The input poles of the input function decide the form of the forced response - step, etc.
If by "form" you mean whether it's constant or damped sinusoid or whatever -- yes. But the input function can have zeros, too, and those do shape the response. For instance, an input function of the form \$X(s) = \frac{a s + b}{s^2}\$ will have a step of amplitude \$a\$ plus a ramp with a slope of \$b\$.
The system poles decide the form of the natural response
Yes.
The amplitude of the forced and natural responses are dictated by ALL of the poles - both input and system.
Poles and zeros
if you consider a system that is completely underdamped, that will just continue to oscillate at the output when a step input.
You will see the input in the output, but a "forever" natural response could be there, too.
But note: if you're overly clever, the "forever" natural response won't be forever.

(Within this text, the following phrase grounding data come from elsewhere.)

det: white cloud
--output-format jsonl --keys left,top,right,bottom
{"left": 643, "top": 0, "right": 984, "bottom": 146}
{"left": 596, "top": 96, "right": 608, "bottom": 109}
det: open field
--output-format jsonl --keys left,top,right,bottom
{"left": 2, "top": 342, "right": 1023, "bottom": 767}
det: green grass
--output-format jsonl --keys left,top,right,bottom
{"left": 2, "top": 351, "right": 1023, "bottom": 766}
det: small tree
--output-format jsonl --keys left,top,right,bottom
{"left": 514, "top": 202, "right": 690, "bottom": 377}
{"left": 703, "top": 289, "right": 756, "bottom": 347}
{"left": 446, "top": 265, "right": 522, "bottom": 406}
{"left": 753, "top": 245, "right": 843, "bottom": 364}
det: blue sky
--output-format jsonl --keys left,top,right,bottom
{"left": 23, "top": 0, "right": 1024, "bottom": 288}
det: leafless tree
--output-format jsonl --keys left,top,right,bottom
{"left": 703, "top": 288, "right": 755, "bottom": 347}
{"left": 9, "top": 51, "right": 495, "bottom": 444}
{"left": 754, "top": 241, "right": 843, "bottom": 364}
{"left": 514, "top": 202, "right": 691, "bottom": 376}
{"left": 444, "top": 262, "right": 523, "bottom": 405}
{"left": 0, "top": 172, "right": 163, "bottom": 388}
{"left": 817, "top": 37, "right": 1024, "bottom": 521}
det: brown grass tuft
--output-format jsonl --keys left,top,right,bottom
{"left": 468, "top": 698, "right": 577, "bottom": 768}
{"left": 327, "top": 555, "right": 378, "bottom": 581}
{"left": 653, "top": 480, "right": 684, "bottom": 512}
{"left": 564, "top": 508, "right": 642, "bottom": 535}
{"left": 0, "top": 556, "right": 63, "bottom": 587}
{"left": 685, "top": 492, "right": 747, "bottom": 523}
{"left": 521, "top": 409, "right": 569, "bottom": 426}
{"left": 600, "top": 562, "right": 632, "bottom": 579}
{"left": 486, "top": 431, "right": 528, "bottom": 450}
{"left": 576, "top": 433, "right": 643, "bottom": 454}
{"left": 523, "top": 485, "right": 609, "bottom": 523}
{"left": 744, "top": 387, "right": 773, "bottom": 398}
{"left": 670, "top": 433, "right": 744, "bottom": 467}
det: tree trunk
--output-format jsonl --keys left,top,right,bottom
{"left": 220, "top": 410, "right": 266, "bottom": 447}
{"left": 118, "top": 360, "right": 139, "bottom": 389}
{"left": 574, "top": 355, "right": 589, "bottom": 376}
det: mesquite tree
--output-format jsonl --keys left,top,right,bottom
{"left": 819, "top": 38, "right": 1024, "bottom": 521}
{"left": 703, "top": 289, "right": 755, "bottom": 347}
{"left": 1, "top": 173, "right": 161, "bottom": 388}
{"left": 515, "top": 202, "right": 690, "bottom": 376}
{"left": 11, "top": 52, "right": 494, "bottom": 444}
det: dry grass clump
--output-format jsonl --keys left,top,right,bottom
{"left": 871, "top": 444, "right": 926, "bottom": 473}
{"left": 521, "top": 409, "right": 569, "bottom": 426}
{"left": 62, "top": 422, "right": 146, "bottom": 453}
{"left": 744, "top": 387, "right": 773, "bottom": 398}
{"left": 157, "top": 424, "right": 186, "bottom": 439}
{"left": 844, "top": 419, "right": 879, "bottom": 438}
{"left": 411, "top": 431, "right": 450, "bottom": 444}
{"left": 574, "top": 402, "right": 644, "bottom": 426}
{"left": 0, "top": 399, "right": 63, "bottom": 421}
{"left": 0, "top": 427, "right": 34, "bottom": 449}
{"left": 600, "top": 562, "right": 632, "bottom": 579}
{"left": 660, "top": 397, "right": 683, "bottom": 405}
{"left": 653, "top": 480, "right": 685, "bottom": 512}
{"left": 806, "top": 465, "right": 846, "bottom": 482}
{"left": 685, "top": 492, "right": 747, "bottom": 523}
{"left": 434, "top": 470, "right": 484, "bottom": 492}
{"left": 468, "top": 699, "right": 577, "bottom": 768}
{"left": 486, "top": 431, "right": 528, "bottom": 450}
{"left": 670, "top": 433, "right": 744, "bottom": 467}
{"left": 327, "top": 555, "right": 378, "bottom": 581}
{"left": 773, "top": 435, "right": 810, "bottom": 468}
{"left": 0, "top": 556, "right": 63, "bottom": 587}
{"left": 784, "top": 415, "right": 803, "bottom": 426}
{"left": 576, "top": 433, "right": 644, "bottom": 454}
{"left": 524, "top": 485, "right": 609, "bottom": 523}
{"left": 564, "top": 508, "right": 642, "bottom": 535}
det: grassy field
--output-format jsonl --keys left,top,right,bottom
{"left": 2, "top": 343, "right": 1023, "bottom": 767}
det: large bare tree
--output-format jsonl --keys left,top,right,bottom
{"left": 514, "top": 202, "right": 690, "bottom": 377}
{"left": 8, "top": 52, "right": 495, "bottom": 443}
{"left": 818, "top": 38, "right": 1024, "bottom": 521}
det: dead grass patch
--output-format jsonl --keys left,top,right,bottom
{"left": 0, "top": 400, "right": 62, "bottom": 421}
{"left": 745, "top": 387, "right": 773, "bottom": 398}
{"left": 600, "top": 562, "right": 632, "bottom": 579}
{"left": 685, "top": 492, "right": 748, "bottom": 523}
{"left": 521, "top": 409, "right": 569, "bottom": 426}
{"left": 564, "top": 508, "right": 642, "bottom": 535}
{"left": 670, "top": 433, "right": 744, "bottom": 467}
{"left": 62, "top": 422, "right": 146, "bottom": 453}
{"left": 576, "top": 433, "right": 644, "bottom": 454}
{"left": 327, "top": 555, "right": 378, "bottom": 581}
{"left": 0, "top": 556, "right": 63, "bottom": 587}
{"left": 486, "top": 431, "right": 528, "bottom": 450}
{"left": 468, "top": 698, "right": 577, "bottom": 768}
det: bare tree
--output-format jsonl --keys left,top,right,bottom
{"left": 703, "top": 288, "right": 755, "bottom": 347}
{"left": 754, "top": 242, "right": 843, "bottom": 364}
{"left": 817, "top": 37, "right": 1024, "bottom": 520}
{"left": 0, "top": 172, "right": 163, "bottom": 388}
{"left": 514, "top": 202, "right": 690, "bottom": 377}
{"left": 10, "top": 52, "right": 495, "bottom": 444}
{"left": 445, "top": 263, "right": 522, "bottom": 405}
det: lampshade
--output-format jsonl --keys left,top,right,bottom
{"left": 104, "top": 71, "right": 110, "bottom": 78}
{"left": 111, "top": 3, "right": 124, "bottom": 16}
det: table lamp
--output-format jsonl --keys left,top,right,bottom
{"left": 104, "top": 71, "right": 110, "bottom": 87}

Here's a "low pass" filter with zero damping, $$H = \frac{\omega_0^2}{s^2 + \omega_0^2}$$ where \$\omega_0 = 5(2\pi)\$. It's excited by a finite-duration pulse that someone just happened to arrange to be exactly five cycles of the filter's natural response.
It even has a Laplace transform -- $$X(s) = \frac{1 - e^{- s}}{s}$$
In time-domain terms, the reason that the natural response goes away is because the input signal acts like a step at \$t = 0\$, added to a negative step at \$t = 1\$. Because the "negative step" is an integer number of cycles after the initial step, it's response cancels out the natural response.
In frequency-domain terms, the reason that there's no persistent natural response is because \$X\$ has an infinite number of zeros on the imaginary axis at \$\omega = 2 \pi n\$. One of these falls at \$\omega = 0\$, which is why there's no persisting DC response to the input; another falls at \$\pm\omega_0\$, which is why there's no persisting natural response.